Begrip, van de dag (80) Thank God I’m a countryboy

 

THANK GOD I’M A COUNTRYBOY

De lijst van de top 2000 doornemend, en uiteraard luisterend, zie ik bijvoorbeeld dat vanavond tussen 8 en 9 John Denver langskomt. Het is niet zo zeer John Denver die opvalt, maar de titel van het liedje ‘Thank God I’m a countryboy. Moet je daar dankbaar voor zijn of is dat een schaamtevolle maatschappelijke status? Ik ben daar niet over uit, dat wil zeggen hoe moet ik mezelf afficheren. Is er in Nederland sowieso nog wel sprake van countryboys en girls? Hooguit in Drenthe schijnt er nog zoiets te zijn als echte stilte en de afwezigheid van lichtvervuiling. En misschien daar ook niet eens.

Er is in veel landen sprake van belangentegenstellingen tussen het centrum en de rest van het land. In Engeland, maar vooral ook Frankrijk is dat heel duidelijk. Recent is dat ook bij de verkiezingen in Polen gebleken, waarbij het conservatieve platteland de vooruitgang lijkt te dwarsbomen dat wil zeggen de ontwikkelingen van Warschau in Europa bemoeilijkt. Ook in Nederland kun je zoiets waarnemen tussen Randstad en de rest van Nederland, waarbij Amsterdam zichzelf als het absolute centrum beschouwd en de ‘provincie’ als iets minderwaardigs ziet. Op de keeper beschouwd is Amsterdam natuurlijk niet meer dan een verzameling Nederlanders van elders die zichzelf etiketteren als ‘echte Amsterdammers’ en neerkijken op hun eigen geboortegrond. De autochtone Amsterdammers wonen of in Almere of Purmerend of komen de stad niet uit, denkend dat de echte wereld ophoudt buiten de stadsgrenzen. Hooguit hebben ze weet van anderen die het Amsterdamse dialect niet machtig zijn. Ze noemen dat een spraakgebrek.

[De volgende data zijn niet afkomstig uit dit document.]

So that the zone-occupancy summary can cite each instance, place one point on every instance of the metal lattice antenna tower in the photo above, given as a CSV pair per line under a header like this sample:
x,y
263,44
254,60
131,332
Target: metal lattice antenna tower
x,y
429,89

Bestaan er nog echte boerenjongens en -meisjes als binnen tien kilometer een stad, autobaan en vaak ook een treinstation in de buurt is? In de praktijk niet volgens mij, alleen in de hoofden van mensen. En ook ik bezig wel eens de woorden ‘Ik ben maar een eenvoudige boer uit Salland’ waarbij boer toch echt als geuzennaam wordt bedoeld. Toch heb ik nooit op een boerderij gewoond, maar ik weet dat melk niet uit pakken komt. In het dorp waar ik vandaan kom speelde de scheiding boeren en burgers wel. Ik was een burger want niet van de boerderij en ik had last van ‘Roalter Wind’ want als je uit de ‘stad’ kwam, kwam je niet van de boerderij en had je stadse fratsen. Nederland is eigenlijk een groot parklandschap, misschien zou ik moeten zingen ‘Thank God I’m a parksideboy’?